Tag Management

Section under 'Settings' where you manage all your measuring points, their configuration and hierarchy.

At the heart of the application is the data itself. Every insight, dashboard, or analysis starts with the raw time series: chronological sequences of measurements. To make this data manageable, we organize it using tags.

What is a Time Series?

A time series is a raw stream of data coming from meters, APIs, or imports. Each data point in the series is a value tied to a specific timestamp.

Example: Imagine you have a meter installed at a production site. This meter sends data for two variables:

  • Gas consumption in m(g)³: e.g., 2025-09-26 10:00 = 15.2 m(g)³, 2025-09-26 11:00 = 14.7 m(g)³, …

  • Gas consumption in kWh: e.g., 2025-09-26 10:00 = 52.8 kWh, 2025-09-26 11:00 = 48.1 kWh, …

Each of these variables is stored as its own time series.

What is a Tag?

  • A tag is a flexible layer built on top of time series.

  • Each tag represents a specific measurement, metric, or sensor reading (e.g., temperature, energy consumption, production output).

  • Each tag maps to one or more time series sequentially in time.

  • At any given moment a tag is supplied by one time series only — the mapped series must cover non-overlapping time intervals.

  • While the time series contains the actual data, the tag provides context and structure, making the data usable across the system.

  • A tag can also be included in the composition of another tag, allowing you to build flexible hierarchies.

Why tags?

Tags let you represent a single continuous entity on a timeline, even if the underlying data source changes over time (e.g., after a meter replacement). By keeping the tag’s composition up to date, you can:

  • Maintain consistent charts and reports without reconfiguring.

  • Reuse the same tag across dashboards and analyses.

  • Ensure historical and new data stay linked under one reference.

Virtual tags

  • A virtual tag is a computed tag created by applying formulas to tags (sum, difference, average, if else statements etc.).

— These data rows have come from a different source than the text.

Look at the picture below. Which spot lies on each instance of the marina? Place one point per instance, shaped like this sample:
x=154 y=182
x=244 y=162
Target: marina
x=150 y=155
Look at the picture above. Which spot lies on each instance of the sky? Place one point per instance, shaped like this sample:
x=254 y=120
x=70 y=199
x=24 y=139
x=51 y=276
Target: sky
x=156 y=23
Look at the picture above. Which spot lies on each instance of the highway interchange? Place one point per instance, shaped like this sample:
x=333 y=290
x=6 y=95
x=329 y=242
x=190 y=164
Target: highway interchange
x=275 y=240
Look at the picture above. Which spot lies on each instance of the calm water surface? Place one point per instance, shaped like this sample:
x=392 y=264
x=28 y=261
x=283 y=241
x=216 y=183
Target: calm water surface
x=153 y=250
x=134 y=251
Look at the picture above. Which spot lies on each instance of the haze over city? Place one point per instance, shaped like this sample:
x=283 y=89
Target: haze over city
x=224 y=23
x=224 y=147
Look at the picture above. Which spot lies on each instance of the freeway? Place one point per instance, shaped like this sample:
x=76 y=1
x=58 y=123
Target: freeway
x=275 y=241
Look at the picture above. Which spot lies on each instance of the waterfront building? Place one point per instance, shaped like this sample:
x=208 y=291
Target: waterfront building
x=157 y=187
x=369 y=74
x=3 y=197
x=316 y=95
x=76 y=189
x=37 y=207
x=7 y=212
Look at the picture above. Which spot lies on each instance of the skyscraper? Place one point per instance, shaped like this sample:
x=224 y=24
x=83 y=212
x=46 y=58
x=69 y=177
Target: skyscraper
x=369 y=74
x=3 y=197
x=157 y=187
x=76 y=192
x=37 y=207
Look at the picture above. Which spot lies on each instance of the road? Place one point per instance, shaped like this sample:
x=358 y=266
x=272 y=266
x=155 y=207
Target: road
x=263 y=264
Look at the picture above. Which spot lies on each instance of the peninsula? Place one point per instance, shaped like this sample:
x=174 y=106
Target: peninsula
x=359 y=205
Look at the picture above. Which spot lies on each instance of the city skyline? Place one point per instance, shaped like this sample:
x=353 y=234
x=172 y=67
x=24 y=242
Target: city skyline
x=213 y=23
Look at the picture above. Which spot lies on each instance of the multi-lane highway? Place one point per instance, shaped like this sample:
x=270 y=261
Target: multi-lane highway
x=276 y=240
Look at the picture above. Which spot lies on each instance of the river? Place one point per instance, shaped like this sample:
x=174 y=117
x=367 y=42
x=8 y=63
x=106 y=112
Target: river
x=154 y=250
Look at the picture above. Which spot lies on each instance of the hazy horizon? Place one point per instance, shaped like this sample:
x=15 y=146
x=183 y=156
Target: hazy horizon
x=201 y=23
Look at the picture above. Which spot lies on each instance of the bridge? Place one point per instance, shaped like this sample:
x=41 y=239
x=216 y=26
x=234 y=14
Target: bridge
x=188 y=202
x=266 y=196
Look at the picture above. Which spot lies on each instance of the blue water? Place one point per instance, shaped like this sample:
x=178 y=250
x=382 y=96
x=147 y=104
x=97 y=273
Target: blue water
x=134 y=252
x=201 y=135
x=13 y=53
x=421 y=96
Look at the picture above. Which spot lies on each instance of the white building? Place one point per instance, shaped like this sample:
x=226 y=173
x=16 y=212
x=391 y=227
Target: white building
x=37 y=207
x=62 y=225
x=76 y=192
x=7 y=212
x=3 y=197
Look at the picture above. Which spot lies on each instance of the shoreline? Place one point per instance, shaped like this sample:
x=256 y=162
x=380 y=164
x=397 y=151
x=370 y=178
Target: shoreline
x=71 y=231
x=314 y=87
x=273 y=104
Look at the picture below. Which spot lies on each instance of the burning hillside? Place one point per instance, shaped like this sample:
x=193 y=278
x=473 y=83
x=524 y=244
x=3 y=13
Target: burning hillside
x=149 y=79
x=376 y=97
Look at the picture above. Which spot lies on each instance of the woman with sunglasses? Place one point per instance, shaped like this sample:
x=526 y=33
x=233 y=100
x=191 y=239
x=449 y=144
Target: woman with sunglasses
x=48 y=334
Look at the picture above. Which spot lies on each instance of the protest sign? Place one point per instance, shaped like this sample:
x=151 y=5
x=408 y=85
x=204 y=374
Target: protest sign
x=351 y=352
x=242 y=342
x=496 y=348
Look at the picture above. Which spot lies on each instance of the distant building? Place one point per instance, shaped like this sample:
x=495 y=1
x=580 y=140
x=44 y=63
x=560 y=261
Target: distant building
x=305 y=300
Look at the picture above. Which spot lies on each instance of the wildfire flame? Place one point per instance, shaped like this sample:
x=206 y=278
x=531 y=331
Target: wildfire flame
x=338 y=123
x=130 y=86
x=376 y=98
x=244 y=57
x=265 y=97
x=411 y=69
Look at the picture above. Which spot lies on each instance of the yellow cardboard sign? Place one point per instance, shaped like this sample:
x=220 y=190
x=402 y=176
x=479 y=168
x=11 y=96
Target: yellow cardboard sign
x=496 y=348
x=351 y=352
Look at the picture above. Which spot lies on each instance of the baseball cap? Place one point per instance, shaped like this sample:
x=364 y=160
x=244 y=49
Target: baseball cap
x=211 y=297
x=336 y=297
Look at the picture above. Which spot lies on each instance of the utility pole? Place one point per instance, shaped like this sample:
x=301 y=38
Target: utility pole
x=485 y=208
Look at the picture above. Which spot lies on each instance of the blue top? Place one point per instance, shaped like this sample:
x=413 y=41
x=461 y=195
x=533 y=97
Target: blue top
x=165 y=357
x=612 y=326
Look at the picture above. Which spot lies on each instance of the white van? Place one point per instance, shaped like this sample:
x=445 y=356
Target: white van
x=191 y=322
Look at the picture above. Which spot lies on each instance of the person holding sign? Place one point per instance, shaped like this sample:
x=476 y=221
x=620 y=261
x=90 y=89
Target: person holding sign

  • Like regular tags, virtual tags can also be included in tag compositions.

Raw, Normalised and Renditions of Data

Enelyzer can capture data in many different units, but all raw data is normalised into a predefined unit based on the category and quantity of the time series.

Raw Data

  • Enelyzer provides a wide range of units to capture raw data.

  • For raw data not registered in standard units (e.g., 0.3 kWh instead of 1 kWh), you can set a factor during creation or acceptance of the time series.

Normalisation

  • All raw data is normalised to Enelyzer's standard unit for further processing.

  • Normalisation on time series may require a conversion factor.

  • Tags can only be created in the normalised unit.

  • Once normalised, data can be rendered in different units for visualisation or alerts, while preserving the integrity of the underlying values, using conversion factors.

Data Renditions

In the near future, it will be possible to create renditions of data to support specific use cases, such as:

  • Applying manual overrides at the tag level while keeping the original data unchanged.

  • Automatically filling gaps in the time series.